What does a hardened Server Action rate limiter look like end-to-end?

A hardened Server Action rate limiter combines the deployment-surface-aware IP extractor, sliding-window algorithm with the right limit per action, both per-caller and per-action-global limits, an explicit await, and a typed wrapper that catches missing awaits at compile time. The code is roughly twice as long as the main guide's "putting it together" example, and roughly twice as resistant to silent failure.

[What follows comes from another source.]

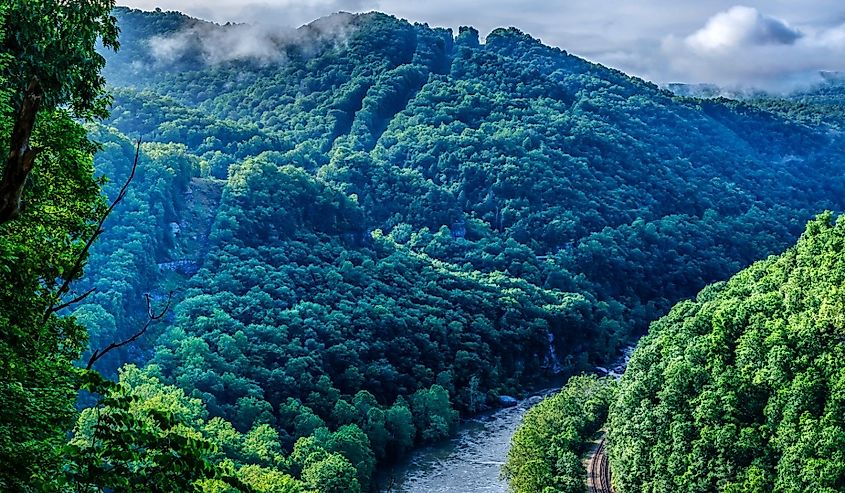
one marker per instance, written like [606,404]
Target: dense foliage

The complete lib/rate-limit.ts:

// lib/rate-limit.ts
import 'server-only'
import { Ratelimit } from '@upstash/ratelimit'
import { Redis } from '@upstash/redis'

const redis = Redis.fromEnv()

// Per-caller limiter: tracks individual identifiers
const perCaller = new Ratelimit({
  redis,
  limiter: Ratelimit.slidingWindow(5, '60 s'),
  prefix: 'rl:caller',
})

// Per-action global limiter: backstop against distributed attacks
const perAction = new Ratelimit({
  redis,
  limiter: Ratelimit.slidingWindow(1000, '60 s'),
  prefix: 'rl:action',
})

type RateLimitResult = { success: boolean; remaining: number }

export const ratelimit = {
  /**
   * Run both per-caller and per-action checks. Both must succeed.
   * The Promise return type catches missing-await bugs at compile time.
   */
  check: async (
    action: string,
    callerId: string
  ): Promise<RateLimitResult> => {
    const [caller, global] = await Promise.all([
      perCaller.limit(`${action}:${callerId}`),
      perAction.limit(action),
    ])
    return {
      success: caller.success && global.success,
      remaining: Math.min(caller.remaining, global.remaining),
    }
  },
}

The deployment-surface-aware IP helper from earlier:

// lib/get-client-ip.ts
import 'server-only'
import { headers } from 'next/headers'

export async function getClientIp(): Promise<string> {
  const h = await headers()
  const cf = h.get('cf-connecting-ip')
  if (cf) return cf
  if (process.env.VERCEL) {
    const xff = h.get('x-forwarded-for')
    if (xff) return xff.split(',')[0].trim()
  }
  return h.get('x-forwarded-for')?.split(',')[0].trim() ?? '0.0.0.0'
}

The login Server Action with all five failure modes addressed:

// actions/auth.ts
'use server'

import { ratelimit } from '@/lib/rate-limit'
import { getClientIp } from '@/lib/get-client-ip'
import { loginSchema, type LoginInput } from '@/lib/schemas/auth'
import { createServerClientWithCookies } from '@/lib/supabase/server'
import { redirect } from 'next/navigation'

export async function login(data: LoginInput, redirectTo?: string) {
  const ip = await getClientIp()
  const { success } = await ratelimit.check('login', ip)
  if (!success) {
    return { error: 'Too many attempts. Please try again later.' }
  }

  const parsed = loginSchema.safeParse(data)
  if (!parsed.success) {
    return { error: parsed.error.errors[0].message }
  }

  const supabase = await createServerClientWithCookies()
  const { error } = await supabase.auth.signInWithPassword({
    email: parsed.data.email,
    password: parsed.data.password,
  })
  if (error) return { error: error.message }

  const next =
    redirectTo?.startsWith('/') && !redirectTo.startsWith('//')
      ? redirectTo
      : '/dashboard'
  redirect(next)
}

Three things changed from the main guide's version. The IP comes from the deployment-aware helper, not raw header parsing. The rate-limit check runs both per-caller and per-action ceilings via the check wrapper. The Promise<RateLimitResult> return type on check means a missing await errors at compile time, not silently in production.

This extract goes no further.